Playing the trumpet for a living can be an incredibly fulfilling, interesting, adventurous way to spend a life. It can also be humiliating, frustrating, frightening, and painful. It is not glorious. If you are playing so that you will become famous, stop practicing and go do something that more people care about. The general population doesn’t care about trumpet players. You should play the trumpet for a living if you simply can’t envision doing anything else; if the feeling of playing just can’t be described well enough; if you enjoy the trumpet and music for their own sake, not for any perceived reward. If, on the other hand, this is something that you enjoy only because people praise you for it, then you might want to look at other options.

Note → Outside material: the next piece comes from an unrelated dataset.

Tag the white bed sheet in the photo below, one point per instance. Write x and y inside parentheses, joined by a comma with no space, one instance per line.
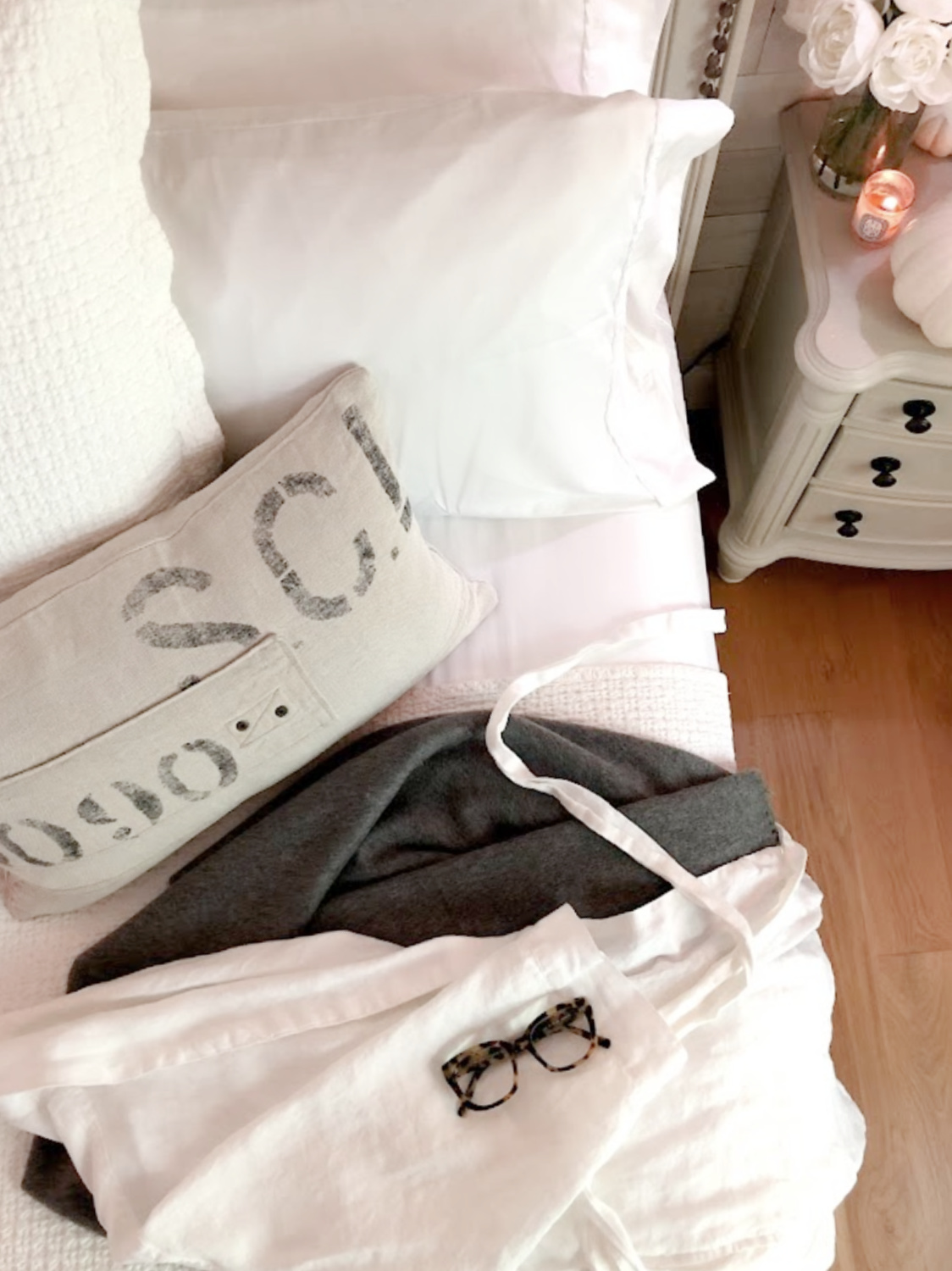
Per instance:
(566,582)
(562,584)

You will get more praise doing almost anything else. What about the Prada jeans?
Prada jeans are not for trumpet players. That is, unless they belonged to someone you know, or you bought them at a second hand store, or you stole them. But that’s okay. They’re too expensive, they’re baggy in the butt, and they look worse than my 5 year old, $30 Levi’s; a lot worse actually. You don’t need them. Your money can be spent on other things that can help you make a go of this utterly fascinating profession. Did I mention that you can put two beanbag chairs flat on the ground, like a pancake, and make a bed? Well you can. And you can probably get both beanbag chairs for less than those Prada jeans. As a friend of mine used to say, it’s hardly a brainer at all.